Wojtek Sokolowski sokol at jhu.edu
Thu Jun 7 12:58:04 PDT 2001


At 10:22 AM 6/7/01 -0700, Joanna wrote:
>At any rate, I see very few parallels between the US and the Soviet Union
>with reagards to the WWII. The US was perfectly happy so long as Germany's
>guns were pointing east.

The parallel I had in mind was not WWII behavior but nation-building and class structure. East (of the Elbe) Europe was characterized by strong nobility, weak peasantry and weak cities - which was a result of "colonization" of that part of the world in the middle ages (cf. Brenner, Agrarian Class Structure and Economic development in Pre-Industrial Europe, _Past and Present_ 97(1982): 16-113; Gella, _Development of Class Structure in Eastern Europe_ Albany: SUNY Press, 1989). Migration weakened peasant resistance to the lords, which strengthened the power of the latter, giving them in turn an upper hand vis a vis the cities. Feudalism persisted in E. Europe until the 2nd half of the 19th century, as opposed to W. Europe, where it vanished in the 14th century. As a result, cities and urban classes in E. Europe were underdeveloped vis a vis W. Europe. The only exception was Bohemia, whose gentry was obliterated by the Germans during the reformation - which allowed for a greater urban development in the 19th century, and freeing the intelligentsia from the spell of aristocratic ethos.
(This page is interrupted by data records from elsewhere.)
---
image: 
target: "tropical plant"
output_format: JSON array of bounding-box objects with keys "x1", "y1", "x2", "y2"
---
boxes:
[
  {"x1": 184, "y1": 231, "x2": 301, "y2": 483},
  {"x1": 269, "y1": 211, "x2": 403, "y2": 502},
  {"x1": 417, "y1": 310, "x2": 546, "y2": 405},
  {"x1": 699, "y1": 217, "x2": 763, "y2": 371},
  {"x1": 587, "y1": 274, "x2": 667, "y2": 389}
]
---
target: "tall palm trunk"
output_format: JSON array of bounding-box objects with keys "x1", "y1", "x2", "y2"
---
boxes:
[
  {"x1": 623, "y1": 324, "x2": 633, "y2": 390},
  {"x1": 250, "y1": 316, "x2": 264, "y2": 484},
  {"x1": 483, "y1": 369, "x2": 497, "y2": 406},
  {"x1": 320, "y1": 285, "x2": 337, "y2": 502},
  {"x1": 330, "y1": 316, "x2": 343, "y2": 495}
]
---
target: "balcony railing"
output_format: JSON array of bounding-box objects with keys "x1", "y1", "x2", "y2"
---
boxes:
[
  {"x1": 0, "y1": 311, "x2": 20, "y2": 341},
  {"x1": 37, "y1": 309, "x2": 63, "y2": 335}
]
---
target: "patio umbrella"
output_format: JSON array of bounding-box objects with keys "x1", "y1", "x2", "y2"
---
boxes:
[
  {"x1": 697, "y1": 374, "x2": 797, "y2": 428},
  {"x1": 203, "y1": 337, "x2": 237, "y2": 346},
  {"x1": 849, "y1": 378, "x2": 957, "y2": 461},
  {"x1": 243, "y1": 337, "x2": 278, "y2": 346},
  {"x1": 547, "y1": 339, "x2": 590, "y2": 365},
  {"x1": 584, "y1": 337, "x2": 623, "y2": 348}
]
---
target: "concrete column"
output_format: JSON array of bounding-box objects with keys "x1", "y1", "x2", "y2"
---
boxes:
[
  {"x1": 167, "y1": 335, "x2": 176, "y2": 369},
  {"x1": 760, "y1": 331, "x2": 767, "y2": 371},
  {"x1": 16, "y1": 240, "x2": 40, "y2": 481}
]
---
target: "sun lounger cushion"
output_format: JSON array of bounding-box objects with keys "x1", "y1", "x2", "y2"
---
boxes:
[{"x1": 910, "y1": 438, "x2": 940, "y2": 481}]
That trajectory is quite similar to that of the US - where migration, both voluntary and forced (slavery + penal colonies) as well as from the east coast westward, weakened the community resistance to plantation owners, capitalists, and other entrepreneurs. Another parallel is the Civil War, which was mainly the war of northern industrial aristocracy on the southern agrarian aristocracy. In Eastern Europe, the indigenous agrarian aristocracy played the role of the south, whereas German and Austrian capital, later aided by the Russia (tsarist) government played the role of the north.

The end results are quite similar as well: both the US and E. Europe (except the Czech Republic) are not well urbanized (by W. European standards), the middle class/intelligentsia is coopted by the upper class, working class is not well organized - in a word, both suck in a similar way.